The Effects of Expanding Public Insurance on Utilization: Early Results from Wisconsin
*Names in bold indicate Presenter
Study Design: We employ individual level fixed effects poisson models and regression discontinuity to examine medical care visits for two years before and after insurance enrollment for two samples of previously uninsured low-income adults that differ according to participation in safety net programs. We also determine whether the impacts of public health insurance on the use of care differ for men and women. Data come from claims from a large integrated health system in rural Wisconsin and Medicaid enrollment files between January 2007 and September 2012.
Population Studied: This study examines uninsured low-income adults who reside in a multi-county area in predominantly rural central and northern Wisconsin. The two samples studied differed according to whether they participated in safety net programs prior to enrollment in public insurance coverage.
Principal Findings: Among both safety net patients and non-safety net patients, public insurance enrollment led to substantial increases in preventive care visits, although outpatient visits fell overall among safety net patients while they increased among non-safety net patients. No change in emergency department visits was observed, though for both groups inpatient hospitalizations increased.
Conclusions: This study was motivated in part by the expectation that the ACA Medicaid expansions for childless adults are likely to have differential effects on care use.
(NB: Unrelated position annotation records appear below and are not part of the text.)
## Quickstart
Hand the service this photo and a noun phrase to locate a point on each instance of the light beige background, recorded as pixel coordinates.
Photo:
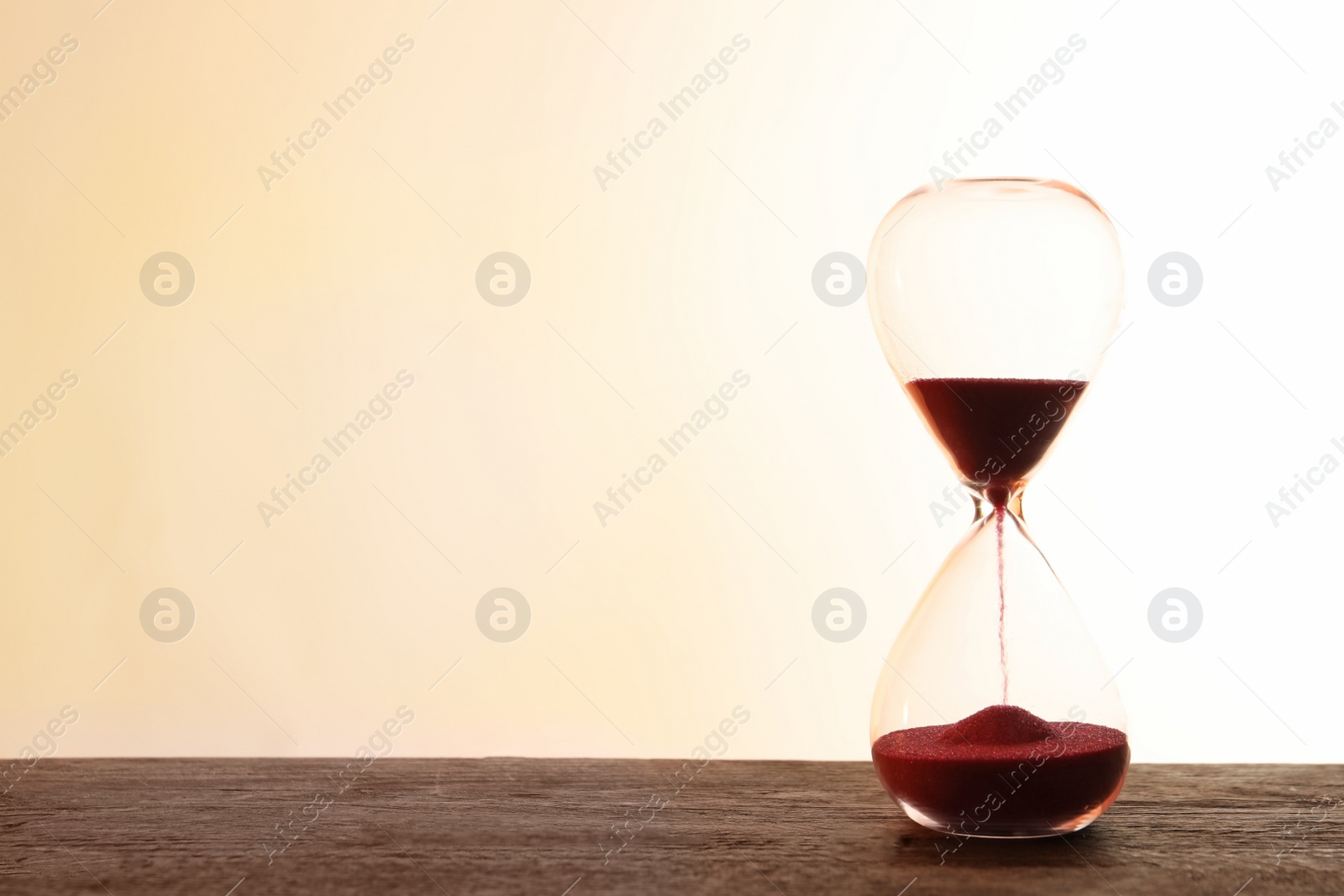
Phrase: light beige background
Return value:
(645, 297)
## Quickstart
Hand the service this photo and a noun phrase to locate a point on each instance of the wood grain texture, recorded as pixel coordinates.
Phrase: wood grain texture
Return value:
(548, 826)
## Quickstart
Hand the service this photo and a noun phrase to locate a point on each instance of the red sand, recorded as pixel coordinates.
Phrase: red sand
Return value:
(1005, 772)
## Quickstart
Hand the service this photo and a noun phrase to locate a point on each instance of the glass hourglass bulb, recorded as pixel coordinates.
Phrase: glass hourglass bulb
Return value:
(995, 715)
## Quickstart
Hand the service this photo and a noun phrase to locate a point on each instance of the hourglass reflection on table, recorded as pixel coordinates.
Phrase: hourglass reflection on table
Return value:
(994, 301)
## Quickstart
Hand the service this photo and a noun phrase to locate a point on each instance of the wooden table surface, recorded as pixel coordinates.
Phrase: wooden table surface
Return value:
(582, 826)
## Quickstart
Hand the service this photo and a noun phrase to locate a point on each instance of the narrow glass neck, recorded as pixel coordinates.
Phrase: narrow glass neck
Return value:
(984, 506)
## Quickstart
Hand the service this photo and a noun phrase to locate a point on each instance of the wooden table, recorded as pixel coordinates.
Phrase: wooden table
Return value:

Our results provide insight into one source of variation: participation in safety net services prior to enrollment. The breadth of a given area’s safety net system, and prior safety net utilization among the newly enrolled in the area, could affect utilization of outpatient services in particular.
Implications for Health Policy: The results of this analysis suggest that public insurance expansions to childless adults have the potential to increase access to and use of health care services and, by extension, the potential to improve health. The large increase in Medicaid coverage and reduction in rates of uninsurance resulting from the Affordable Care Act highlight the significance of these findings for stakeholders involved in planning for health system capacity and program budgeting for the early years of the ACA Medicaid expansions.